As the state’s chief attorney, Cordray had an ethical duty to vigorously defend against the claim, which surely would have fallen apart in court. But Cordray not only agreed to give Stout the money, he complimented her in doing so.  

Then he paid the amount before the settlement could be reviewed by the State Controlling Board. In quickly causing the transaction to be a done deal, Cordray tried to render the payment moot and thereby prevent the board from carefully analyzing whether it should occur.  

By wasting taxpayers’ money and causing outrageous injustice in a high-profile case, and then trying to prevent his acts from being reviewed by an outside board, Cordray showed he cannot be trusted to act properly in the numerous cases his office handles that do not receive publicity. The voters should remove him from office in November.

Joseph C. Sommer
Attorney at Law
Columbus, OH

To the Editor:
Another school year is in full swing and we, at the Carroll County District Library in Carrollton, want to eliminate some of the problems, struggles and incidents we had last year.

Due to the close proximity to the schools, we realize we are a perfect ‘meeting place’ for kids to walk to, catch rides, etc.
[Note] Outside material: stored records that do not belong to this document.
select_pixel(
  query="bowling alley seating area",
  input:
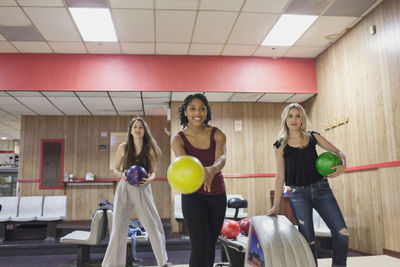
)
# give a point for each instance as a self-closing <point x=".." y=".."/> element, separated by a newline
<point x="32" y="210"/>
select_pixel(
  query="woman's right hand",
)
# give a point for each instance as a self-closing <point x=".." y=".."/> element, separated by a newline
<point x="273" y="212"/>
<point x="123" y="177"/>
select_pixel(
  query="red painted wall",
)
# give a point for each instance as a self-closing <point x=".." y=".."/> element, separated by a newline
<point x="59" y="72"/>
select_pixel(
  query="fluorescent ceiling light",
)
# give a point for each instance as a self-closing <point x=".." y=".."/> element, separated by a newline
<point x="288" y="29"/>
<point x="94" y="24"/>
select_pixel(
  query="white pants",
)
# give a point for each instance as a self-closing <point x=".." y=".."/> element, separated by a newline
<point x="126" y="198"/>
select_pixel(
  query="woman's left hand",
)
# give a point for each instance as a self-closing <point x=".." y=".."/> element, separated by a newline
<point x="339" y="169"/>
<point x="146" y="181"/>
<point x="209" y="173"/>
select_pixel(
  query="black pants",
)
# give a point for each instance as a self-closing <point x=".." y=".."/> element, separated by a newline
<point x="204" y="216"/>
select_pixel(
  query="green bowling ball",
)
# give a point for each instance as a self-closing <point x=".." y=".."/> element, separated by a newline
<point x="326" y="161"/>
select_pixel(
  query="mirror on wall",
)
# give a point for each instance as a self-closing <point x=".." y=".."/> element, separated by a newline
<point x="51" y="164"/>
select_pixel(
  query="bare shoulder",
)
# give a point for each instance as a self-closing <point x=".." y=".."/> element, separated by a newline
<point x="220" y="135"/>
<point x="122" y="145"/>
<point x="278" y="150"/>
<point x="176" y="139"/>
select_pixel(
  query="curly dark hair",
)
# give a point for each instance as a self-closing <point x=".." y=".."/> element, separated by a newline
<point x="186" y="103"/>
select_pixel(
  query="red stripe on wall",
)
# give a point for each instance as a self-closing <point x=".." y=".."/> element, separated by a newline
<point x="56" y="72"/>
<point x="247" y="175"/>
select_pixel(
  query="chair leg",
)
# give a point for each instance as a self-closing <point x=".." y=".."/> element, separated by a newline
<point x="83" y="255"/>
<point x="51" y="231"/>
<point x="3" y="226"/>
<point x="129" y="256"/>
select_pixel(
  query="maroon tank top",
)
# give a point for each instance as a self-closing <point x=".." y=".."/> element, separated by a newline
<point x="207" y="158"/>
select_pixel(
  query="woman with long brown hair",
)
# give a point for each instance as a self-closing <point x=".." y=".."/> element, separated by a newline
<point x="140" y="148"/>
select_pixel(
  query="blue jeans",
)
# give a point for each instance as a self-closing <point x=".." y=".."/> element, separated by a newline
<point x="320" y="197"/>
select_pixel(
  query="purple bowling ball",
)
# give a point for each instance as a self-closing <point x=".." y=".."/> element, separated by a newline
<point x="135" y="174"/>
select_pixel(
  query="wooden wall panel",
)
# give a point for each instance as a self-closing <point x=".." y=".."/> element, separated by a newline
<point x="82" y="135"/>
<point x="358" y="77"/>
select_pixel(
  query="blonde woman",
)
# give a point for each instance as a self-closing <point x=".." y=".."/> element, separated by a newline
<point x="295" y="154"/>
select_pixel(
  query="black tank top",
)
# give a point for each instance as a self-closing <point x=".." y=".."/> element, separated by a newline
<point x="300" y="163"/>
<point x="207" y="158"/>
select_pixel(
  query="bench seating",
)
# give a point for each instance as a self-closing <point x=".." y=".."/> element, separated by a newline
<point x="86" y="238"/>
<point x="33" y="210"/>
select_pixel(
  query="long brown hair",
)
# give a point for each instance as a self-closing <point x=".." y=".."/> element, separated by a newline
<point x="149" y="143"/>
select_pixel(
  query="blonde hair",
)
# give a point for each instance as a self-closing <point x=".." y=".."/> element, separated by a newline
<point x="305" y="124"/>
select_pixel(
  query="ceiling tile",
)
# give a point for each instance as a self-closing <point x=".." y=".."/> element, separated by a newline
<point x="68" y="47"/>
<point x="159" y="100"/>
<point x="5" y="116"/>
<point x="41" y="3"/>
<point x="156" y="94"/>
<point x="12" y="106"/>
<point x="299" y="98"/>
<point x="97" y="104"/>
<point x="180" y="96"/>
<point x="172" y="49"/>
<point x="39" y="104"/>
<point x="32" y="47"/>
<point x="213" y="27"/>
<point x="9" y="122"/>
<point x="167" y="23"/>
<point x="155" y="110"/>
<point x="354" y="8"/>
<point x="91" y="94"/>
<point x="125" y="94"/>
<point x="271" y="51"/>
<point x="54" y="24"/>
<point x="275" y="98"/>
<point x="322" y="27"/>
<point x="246" y="97"/>
<point x="131" y="4"/>
<point x="8" y="3"/>
<point x="21" y="33"/>
<point x="13" y="16"/>
<point x="307" y="7"/>
<point x="218" y="97"/>
<point x="239" y="50"/>
<point x="70" y="105"/>
<point x="6" y="47"/>
<point x="87" y="3"/>
<point x="58" y="93"/>
<point x="137" y="48"/>
<point x="25" y="93"/>
<point x="223" y="5"/>
<point x="134" y="25"/>
<point x="305" y="51"/>
<point x="206" y="49"/>
<point x="266" y="6"/>
<point x="251" y="28"/>
<point x="127" y="104"/>
<point x="103" y="48"/>
<point x="177" y="4"/>
<point x="129" y="113"/>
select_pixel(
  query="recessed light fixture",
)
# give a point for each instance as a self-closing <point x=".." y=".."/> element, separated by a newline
<point x="94" y="24"/>
<point x="288" y="29"/>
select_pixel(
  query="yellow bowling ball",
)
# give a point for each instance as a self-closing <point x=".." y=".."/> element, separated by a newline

It is not uncommon for 60 to 80 kids to be in the library after school. The library staff cannot possibly supervise and guarantee the safety of all these children. This is where cooperation is needed. We are asking parents, grandparents and caregivers to help us avoid this type of situation.

We request parents not use the library as a substitute for regular daycare/babysitters. We love seeing the kids use the library both for research and socialization, but we just don’t have the room or resources to accommodate all of them every day.

Talk with your child about the need to be at the library every day. Set short visit limitations and, if possible, monitor library visits occasionally to observe your child. Please discuss proper library behavior with your child. During the hectic time between 2-5 p.m., seating must be used for studying, not socializing.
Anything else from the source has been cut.